The MAJOR difference in my approach and what you suggest is that you are not asking her for anything or enabling her to put a roadblock in your path. For example: you aren’t asking her for a divorce. You are TELLING her that she can remain in infidelity but YOU are leaving. She can decide to follow, but even if she does YOU are still leaving infidelity. YOU set the pace, YOU set the destination.
It’s no drama, matter of fact…
OK – so the accountable actions…
First, you need the truth. I personally don’t believe the only EA story. You don’t ask a married man to leave his family for a high-school fling. You both need to realize that the ONLY thing your marriage can’t recover from is what you don’t know. YOU need to feel safe. YOU need the truth.
Then you need accountability. Accountable for her time, who she meets, interactions with OM.
I personally think you need total NC. Yes… she needs to quit her job…
Once again think about how YOU will feel come December during the office Christmas Party. Or when she says she’s doing overtime. Or when she’s half an hour late home…
One thing you NEED to do. This basically isn’t optional… Is tell OMW. Tell her the truth as you know it: Your wife approached her husband and asked him to leave OMW for a relationship with her. You have reason to strongly suspect an affair. Since you don’t have a confession or proof then don’t say they are having an affair, but only what you know. Tell her that for YOU this indicates more but she should ask her husband what’s going on.
Nothing kills emotions faster than rejection…
Don’t tell your wife you are talking to OMW. Don’t warn her. Just do it.
Finally – Once you have that conversation with your wife she’s going to come out swinging:
“I had the affair because you weren’t attentive”
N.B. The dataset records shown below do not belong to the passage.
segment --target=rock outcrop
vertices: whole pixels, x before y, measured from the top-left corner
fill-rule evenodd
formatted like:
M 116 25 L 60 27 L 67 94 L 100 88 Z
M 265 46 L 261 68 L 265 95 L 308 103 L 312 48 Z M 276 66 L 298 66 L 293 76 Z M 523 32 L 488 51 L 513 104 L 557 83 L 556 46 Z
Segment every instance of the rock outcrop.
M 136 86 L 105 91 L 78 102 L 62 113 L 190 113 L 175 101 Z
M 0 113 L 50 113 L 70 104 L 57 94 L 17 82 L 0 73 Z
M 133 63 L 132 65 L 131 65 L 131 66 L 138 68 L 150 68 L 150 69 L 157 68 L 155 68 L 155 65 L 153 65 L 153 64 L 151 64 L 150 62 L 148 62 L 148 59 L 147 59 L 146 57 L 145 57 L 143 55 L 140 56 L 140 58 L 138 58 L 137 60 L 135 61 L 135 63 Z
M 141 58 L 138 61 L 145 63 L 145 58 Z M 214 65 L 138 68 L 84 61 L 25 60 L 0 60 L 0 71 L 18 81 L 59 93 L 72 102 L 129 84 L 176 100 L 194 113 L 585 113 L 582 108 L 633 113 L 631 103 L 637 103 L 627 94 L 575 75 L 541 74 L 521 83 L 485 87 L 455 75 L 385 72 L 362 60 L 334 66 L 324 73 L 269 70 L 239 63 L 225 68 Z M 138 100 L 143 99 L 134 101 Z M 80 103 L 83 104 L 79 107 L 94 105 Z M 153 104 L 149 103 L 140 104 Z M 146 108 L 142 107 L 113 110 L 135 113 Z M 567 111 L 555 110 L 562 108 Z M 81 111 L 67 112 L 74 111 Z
“I had the affair because you got fat”
“I had the affair because you blah blah blah”
No matter what she says your stock answer should be:
“I am sorry you feel that way. If we were working on our marriage, then this is something we could address in MC. But since you are committed to the affair there really isn’t any need to deal with this”
Same if she starts arguing over divorce issues:
“I am too emotionally attached to this marriage. Therefore, my attorney will deal with all these issues. Please don’t talk about details with me”.
Avoid arguments and confrontation. Your compass is set, your direction clear. You are getting out of infidelity and her only two options are to tag along willingly or remain behind.